Not that her new album, “We Brave Bee Stings and All,” sounds like it’s sung by a Fiona Apple-Tori Amos hologram ready to jump off a cliff. She strums an acoustic guitar with the serenity of a stoned surfer in Hawaii, while her backing band, The Get Down Stay Down, throw in cheerful trumpets, a murmuring organ, and even a few breezy cymbals. Her voice is light and wise. No “American Idol” style bottom-of-the-lungs roars here.
The result is a masterfully constructed dose of irony. Thao is no “Chicken Soup for the Soul” book club member, but she’s no Prozac-fest either.
“Big Kid Table” is one of the best tracks, capturing her knack for remaining tuneful while confessing what is otherwise a depressing sentiment about her tendency to sabotage herself. “I drink only that which makes me thirsty,” she sings as she snaps her fingers.

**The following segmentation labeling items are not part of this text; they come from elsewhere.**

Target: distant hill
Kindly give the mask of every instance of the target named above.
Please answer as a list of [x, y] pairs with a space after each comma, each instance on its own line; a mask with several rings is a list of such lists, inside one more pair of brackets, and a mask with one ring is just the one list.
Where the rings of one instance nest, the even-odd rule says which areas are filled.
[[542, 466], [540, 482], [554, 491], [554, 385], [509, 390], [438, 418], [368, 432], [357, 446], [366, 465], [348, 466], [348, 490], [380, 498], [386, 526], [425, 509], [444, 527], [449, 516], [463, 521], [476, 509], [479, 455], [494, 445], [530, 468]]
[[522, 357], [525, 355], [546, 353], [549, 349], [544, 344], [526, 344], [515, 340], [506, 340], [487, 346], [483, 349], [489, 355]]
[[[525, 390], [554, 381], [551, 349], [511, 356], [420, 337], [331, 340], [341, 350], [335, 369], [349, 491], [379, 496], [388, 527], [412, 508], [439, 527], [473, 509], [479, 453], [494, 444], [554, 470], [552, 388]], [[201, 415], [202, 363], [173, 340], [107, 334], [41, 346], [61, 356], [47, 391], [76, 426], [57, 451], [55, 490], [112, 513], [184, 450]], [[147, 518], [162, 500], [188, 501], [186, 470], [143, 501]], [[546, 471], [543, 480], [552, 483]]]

In the track “Geography,” she begs the same question that Karen O. brought along when the Yeah Yeah Yeahs released the tear-down-the-cheek, drum heavy ballad “Maps.”
What exactly, is implied by maps? Apparently the flood of GPS devices and satellite imaging has been appropriated by musical poets to express some kind of mysterious sadness. “Oh geography is going to make a mess of me,” she chants.
Her metaphors are often equally cryptic, conveying a bizarre image that obscures her occasionally blunt accusations.
“We splash our eyes full of chemicals, just so there’s none left for little girls,” she sings on the track “Swimming Pools,” a galloping folk tune driven by a banjo. She seems to be warning of some ominous future, but the threads of her reasoning aren’t to be easily traced.
Yes, the world has wronged Thao, and in more ways than just shuffling her into becoming a one-name act. (Yes Nguyen is hard to pronounce, but we could have learned!) Despite the injustice, all she wants to do is bring you into her lair and tell you sad stories over pretty music.